Mary Joyce of Nashville, Tennessee, is one of them.

Her daughter was in the Covenant School classroom where three of her 9-year-old classmates were killed in a mass shooting last March that also took the lives of three staff members.

She and other Covenant School moms say steep hurdles remain in the fight for gun safety laws in their state.

"It feels like we're just screaming under water and no one can hear us."

Last August, Joyce spoke to lawmakers during a special session dedicated to public safety, hoping her testimony would move them to act.

"These children need to be remembered like this. This was Friday before the shooting at the school talent show. Please do not let this memory, this beautiful image, be tainted by a violent act."

But the special session ended with no progress on gun safety laws.

"We really believed going in that this would be impactful enough and that it was worth the emotions to go and tell that story in order to make something happen."

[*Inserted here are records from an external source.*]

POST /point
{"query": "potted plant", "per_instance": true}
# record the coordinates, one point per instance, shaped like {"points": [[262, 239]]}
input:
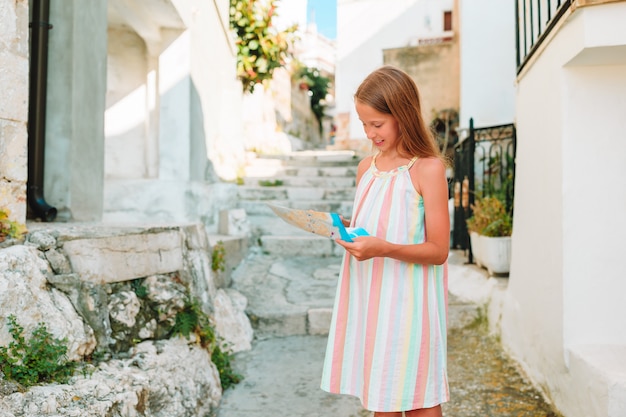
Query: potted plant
{"points": [[490, 230]]}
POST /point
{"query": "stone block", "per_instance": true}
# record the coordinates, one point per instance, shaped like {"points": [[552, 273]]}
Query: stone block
{"points": [[233, 222], [123, 258], [297, 245]]}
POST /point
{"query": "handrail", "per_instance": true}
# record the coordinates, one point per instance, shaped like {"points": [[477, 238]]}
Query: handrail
{"points": [[531, 32]]}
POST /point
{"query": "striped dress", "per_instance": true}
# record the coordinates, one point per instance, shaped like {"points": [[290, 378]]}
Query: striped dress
{"points": [[387, 340]]}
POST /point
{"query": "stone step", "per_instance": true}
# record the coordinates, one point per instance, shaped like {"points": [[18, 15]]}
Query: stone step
{"points": [[273, 168], [260, 207], [288, 295], [294, 193], [301, 181], [313, 158]]}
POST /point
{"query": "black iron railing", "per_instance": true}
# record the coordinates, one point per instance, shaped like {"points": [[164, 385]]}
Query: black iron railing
{"points": [[484, 166], [535, 19]]}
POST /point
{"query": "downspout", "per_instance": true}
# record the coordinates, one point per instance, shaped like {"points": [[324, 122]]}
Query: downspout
{"points": [[37, 111]]}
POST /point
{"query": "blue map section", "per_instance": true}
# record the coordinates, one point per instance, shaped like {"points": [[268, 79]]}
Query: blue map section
{"points": [[349, 233]]}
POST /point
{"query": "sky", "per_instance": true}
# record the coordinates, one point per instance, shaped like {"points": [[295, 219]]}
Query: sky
{"points": [[325, 12]]}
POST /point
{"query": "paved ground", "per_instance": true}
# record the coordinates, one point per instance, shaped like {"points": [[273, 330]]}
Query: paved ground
{"points": [[282, 374]]}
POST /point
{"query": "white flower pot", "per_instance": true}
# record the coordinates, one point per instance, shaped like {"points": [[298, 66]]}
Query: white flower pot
{"points": [[495, 254]]}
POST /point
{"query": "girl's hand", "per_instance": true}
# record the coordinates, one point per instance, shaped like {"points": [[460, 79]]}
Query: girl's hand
{"points": [[345, 222], [364, 247]]}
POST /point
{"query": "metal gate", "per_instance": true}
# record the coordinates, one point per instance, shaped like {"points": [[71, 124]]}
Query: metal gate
{"points": [[484, 165]]}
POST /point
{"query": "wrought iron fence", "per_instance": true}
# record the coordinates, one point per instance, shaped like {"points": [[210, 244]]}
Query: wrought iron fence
{"points": [[535, 19], [484, 165]]}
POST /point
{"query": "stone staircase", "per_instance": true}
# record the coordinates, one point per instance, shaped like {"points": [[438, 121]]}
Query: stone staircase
{"points": [[317, 180], [290, 282]]}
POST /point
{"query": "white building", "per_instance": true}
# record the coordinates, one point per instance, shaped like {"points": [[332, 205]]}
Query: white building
{"points": [[144, 114], [564, 314], [367, 27]]}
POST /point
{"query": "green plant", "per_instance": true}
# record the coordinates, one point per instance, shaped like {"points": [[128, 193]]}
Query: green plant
{"points": [[218, 257], [499, 179], [193, 320], [490, 218], [42, 358], [140, 290], [270, 183], [317, 86], [10, 228], [261, 48]]}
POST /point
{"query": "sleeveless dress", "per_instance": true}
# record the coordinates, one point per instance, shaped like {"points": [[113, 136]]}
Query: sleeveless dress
{"points": [[387, 340]]}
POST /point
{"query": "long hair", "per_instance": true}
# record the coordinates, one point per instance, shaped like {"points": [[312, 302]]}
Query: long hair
{"points": [[391, 91]]}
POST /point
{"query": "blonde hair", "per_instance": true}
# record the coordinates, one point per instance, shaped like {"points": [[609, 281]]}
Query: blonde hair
{"points": [[391, 91]]}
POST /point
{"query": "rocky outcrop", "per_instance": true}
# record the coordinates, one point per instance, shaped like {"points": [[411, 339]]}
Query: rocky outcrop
{"points": [[116, 294]]}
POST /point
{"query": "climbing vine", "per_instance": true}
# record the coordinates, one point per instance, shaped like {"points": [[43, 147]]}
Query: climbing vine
{"points": [[261, 48], [40, 358], [317, 86]]}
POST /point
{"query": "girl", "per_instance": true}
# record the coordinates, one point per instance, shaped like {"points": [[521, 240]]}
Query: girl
{"points": [[387, 341]]}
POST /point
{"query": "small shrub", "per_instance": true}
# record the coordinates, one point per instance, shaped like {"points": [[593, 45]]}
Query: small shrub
{"points": [[490, 218], [218, 257], [40, 359], [193, 320], [10, 228]]}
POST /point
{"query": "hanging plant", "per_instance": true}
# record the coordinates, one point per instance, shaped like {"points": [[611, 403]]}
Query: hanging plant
{"points": [[311, 79], [261, 48]]}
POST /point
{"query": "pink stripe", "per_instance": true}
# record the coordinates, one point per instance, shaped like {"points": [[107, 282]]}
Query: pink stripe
{"points": [[383, 219], [396, 306], [340, 331], [372, 324], [424, 361]]}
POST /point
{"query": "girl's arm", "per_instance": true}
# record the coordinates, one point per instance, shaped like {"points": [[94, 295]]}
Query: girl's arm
{"points": [[429, 179]]}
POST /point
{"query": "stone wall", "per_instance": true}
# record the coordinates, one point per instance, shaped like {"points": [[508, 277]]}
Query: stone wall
{"points": [[13, 106], [116, 294]]}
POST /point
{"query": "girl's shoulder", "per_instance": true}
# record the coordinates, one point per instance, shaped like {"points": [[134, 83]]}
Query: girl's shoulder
{"points": [[430, 163], [427, 171], [363, 166]]}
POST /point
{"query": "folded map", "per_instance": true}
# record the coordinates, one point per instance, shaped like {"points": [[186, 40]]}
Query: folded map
{"points": [[318, 222]]}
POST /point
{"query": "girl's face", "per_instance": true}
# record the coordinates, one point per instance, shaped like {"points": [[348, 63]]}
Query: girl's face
{"points": [[381, 128]]}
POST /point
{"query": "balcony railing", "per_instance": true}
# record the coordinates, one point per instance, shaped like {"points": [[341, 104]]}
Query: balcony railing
{"points": [[535, 19]]}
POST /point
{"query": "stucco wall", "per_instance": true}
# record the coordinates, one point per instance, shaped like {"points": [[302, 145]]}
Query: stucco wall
{"points": [[74, 160], [566, 288], [364, 29], [487, 62], [435, 69], [14, 107]]}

Republicans who overwhelmingly control the state legislature oppose anything seen as a retreat from the U.S. Constitution's Second Amendment right to "keep and bear arms."

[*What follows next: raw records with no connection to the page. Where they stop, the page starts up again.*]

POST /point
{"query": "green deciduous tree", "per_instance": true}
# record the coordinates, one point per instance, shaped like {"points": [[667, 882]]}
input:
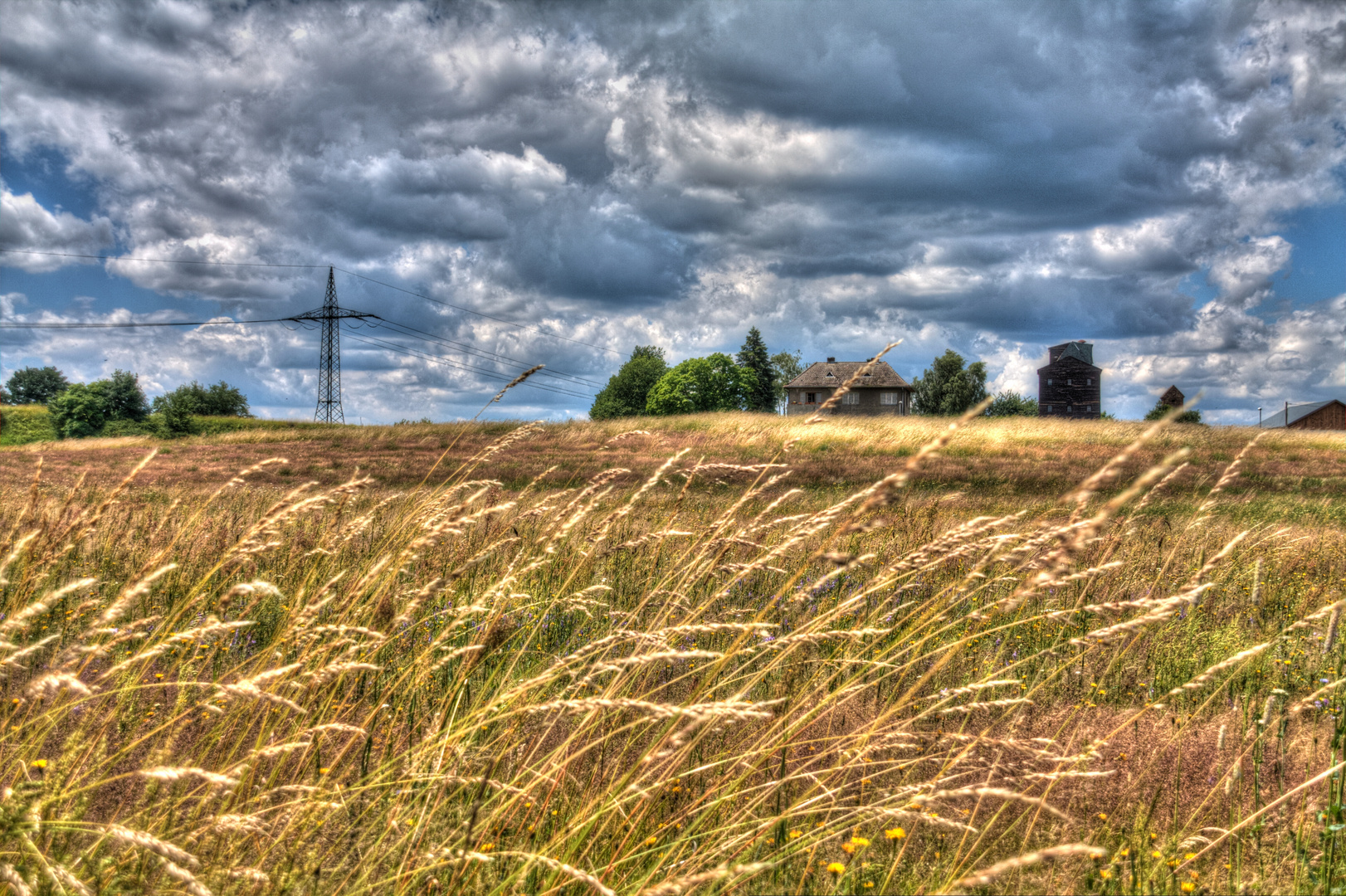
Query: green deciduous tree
{"points": [[35, 385], [220, 400], [703, 383], [948, 387], [627, 393], [80, 411], [754, 357], [123, 396], [1011, 404], [785, 366]]}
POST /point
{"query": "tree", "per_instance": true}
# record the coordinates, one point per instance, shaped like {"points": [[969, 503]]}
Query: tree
{"points": [[1011, 404], [1186, 416], [123, 397], [220, 400], [785, 368], [627, 393], [35, 385], [947, 387], [703, 383], [80, 411], [754, 357]]}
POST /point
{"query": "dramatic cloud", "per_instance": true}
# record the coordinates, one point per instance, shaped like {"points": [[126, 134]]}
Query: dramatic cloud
{"points": [[987, 177]]}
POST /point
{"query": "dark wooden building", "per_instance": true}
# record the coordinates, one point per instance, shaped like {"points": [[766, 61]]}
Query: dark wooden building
{"points": [[1070, 385], [880, 392], [1322, 415]]}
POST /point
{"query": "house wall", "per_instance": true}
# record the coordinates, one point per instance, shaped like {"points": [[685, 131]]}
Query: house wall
{"points": [[1070, 387], [869, 405], [1330, 417]]}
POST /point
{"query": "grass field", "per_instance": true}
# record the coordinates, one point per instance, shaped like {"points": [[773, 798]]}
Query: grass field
{"points": [[719, 654]]}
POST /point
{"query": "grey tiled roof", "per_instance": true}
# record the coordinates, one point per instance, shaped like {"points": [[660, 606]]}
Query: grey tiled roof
{"points": [[1295, 412], [880, 376]]}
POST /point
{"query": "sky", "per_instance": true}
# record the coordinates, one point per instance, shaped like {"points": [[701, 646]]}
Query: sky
{"points": [[517, 183]]}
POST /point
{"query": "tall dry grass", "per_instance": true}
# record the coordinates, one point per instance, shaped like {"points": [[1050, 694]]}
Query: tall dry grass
{"points": [[653, 684]]}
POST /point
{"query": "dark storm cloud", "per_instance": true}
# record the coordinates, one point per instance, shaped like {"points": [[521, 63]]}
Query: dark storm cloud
{"points": [[969, 174]]}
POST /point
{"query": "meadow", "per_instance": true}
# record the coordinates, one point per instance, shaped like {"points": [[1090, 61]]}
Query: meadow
{"points": [[714, 654]]}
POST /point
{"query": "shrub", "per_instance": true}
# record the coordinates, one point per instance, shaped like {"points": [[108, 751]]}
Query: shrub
{"points": [[35, 387], [627, 393]]}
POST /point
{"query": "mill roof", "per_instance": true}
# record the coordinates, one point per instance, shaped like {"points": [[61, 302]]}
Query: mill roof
{"points": [[1173, 397], [829, 374], [1295, 412]]}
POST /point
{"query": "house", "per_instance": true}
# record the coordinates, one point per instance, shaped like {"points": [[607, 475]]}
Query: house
{"points": [[1070, 385], [1324, 415], [879, 392]]}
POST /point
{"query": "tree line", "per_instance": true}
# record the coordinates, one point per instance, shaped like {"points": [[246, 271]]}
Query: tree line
{"points": [[754, 380], [117, 405]]}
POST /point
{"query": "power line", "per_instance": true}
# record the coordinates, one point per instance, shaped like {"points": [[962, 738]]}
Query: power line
{"points": [[160, 261], [448, 304], [131, 326], [441, 359], [263, 264]]}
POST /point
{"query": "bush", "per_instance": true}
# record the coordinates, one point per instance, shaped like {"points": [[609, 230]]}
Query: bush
{"points": [[35, 387], [1011, 404], [627, 393], [26, 424], [947, 387], [80, 411], [220, 400], [703, 383]]}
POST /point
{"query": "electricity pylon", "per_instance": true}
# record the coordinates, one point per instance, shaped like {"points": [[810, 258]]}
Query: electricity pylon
{"points": [[329, 352]]}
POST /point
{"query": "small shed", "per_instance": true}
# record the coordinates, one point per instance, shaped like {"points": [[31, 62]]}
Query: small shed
{"points": [[1322, 415], [880, 392]]}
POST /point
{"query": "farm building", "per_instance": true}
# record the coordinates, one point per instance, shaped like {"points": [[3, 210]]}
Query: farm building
{"points": [[1324, 415], [1070, 385], [879, 392]]}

Sarah Shoop Neuman, whose son attends the Covenant School, says gun lobbyists and the hard-line Republican base have paralyzed legislators.

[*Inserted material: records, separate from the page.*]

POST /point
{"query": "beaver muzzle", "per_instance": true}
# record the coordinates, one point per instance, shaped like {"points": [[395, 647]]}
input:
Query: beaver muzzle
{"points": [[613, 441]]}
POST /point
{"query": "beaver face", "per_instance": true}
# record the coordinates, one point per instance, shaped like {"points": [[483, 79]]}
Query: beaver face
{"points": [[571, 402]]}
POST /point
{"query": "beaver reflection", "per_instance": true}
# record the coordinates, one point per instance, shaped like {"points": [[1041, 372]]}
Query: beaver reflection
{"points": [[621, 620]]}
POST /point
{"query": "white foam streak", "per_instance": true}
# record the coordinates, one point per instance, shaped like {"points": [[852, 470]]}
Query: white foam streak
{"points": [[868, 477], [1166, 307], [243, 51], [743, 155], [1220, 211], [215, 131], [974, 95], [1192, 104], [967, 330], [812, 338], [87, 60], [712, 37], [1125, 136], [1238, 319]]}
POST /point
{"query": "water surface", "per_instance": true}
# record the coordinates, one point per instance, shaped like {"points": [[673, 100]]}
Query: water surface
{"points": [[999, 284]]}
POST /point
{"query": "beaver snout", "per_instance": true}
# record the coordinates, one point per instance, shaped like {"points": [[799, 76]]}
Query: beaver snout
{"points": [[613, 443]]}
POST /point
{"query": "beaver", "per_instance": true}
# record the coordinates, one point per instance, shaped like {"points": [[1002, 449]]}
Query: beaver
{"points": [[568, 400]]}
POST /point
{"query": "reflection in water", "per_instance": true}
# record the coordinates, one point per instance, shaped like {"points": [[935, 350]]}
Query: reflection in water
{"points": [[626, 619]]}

"They don't feel like they can speak out against it without having some of those key players to also deal with. Or they think they're going to lose their seat. Or different associations are threatening to primary them in the next election. So it makes it more difficult."

Covenant School mom Melissa Alexander said the super-majority Republicans hold in the legislature does not always connect with its constituents.

"Tennessee is obviously a red state. But I think a lot of the red voters are more middle-of-the-road voters and not far-right leaning voters. And so it does feel like the messaging is not getting up into the legislature from their constituents."

Last year's protests at the state capitol following the Covenant School shooting resulted in the temporary expulsion of two Black Democratic representatives, Justin Pearson and Justin Jones.

JONES: "...there is no democracy in Tennessee."

Their expulsion led to accusations of racism, after a third Democratic representative, who is white, was not expelled for her role in the protest.

Both have since been reinstated and they have vowed to continue to push for change in the next legislative session, which opens in mid-January.